But is it really so petty to feel this way? Perhaps my husband does not deserve to be the target of my indignation, but I still want to know: When do I get a sick day? I’ve been a work-from-home mom for five years now, and as I look back on this time, my memories of being sick look exactly the same as my memories of being well, except they are coated in snot, blanketed with fever, and ominously silent due to my lost voice. So, yeah, I can’t help but feel a little resentful.

My husband managed to make it to the table for dinner. I was in a better mood by then, since the kids had finished with homework, were eating well, and were hardly even throwing food or screaming at each other. We took turns making up riddles and telling silly jokes and got to laughing so hard my 5-year-old almost choked on her food.

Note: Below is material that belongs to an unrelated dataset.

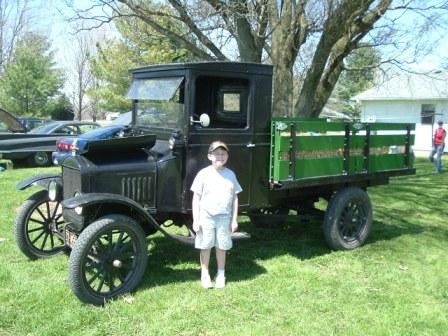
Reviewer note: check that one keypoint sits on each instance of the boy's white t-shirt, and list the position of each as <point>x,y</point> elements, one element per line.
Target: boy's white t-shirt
<point>216,189</point>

Toward the end of the meal, my husband reached over, put a hand on my shoulder, and cleared his mucus-coated throat. “Kids, I want you to listen to me now. We need to help Mommy more, okay? She does a lot for us. More than one person should have to do.”

I was so touched I almost forgot to be annoyed with him.

There have been times recently when my husband has asked, as casually as possible, if such-and-such chore has been done. I can see the “Well what on earth do you do here at home by yourself all day long?” in the subtle knit of his eyebrows, can hear it in the pointed silence that lingers after I tell him that, no, that particular chore still has not been done. After nearly 13 years of marriage, I still sometimes get the feeling that he really has no idea.

But yesterday, on his sick day, he saw. So, in spite of my barely suppressed bitterness about inequitable sick days, it turns out I’m glad my husband had the day off. All that time I was going about my business while he appeared to be in a coma, he was paying attention.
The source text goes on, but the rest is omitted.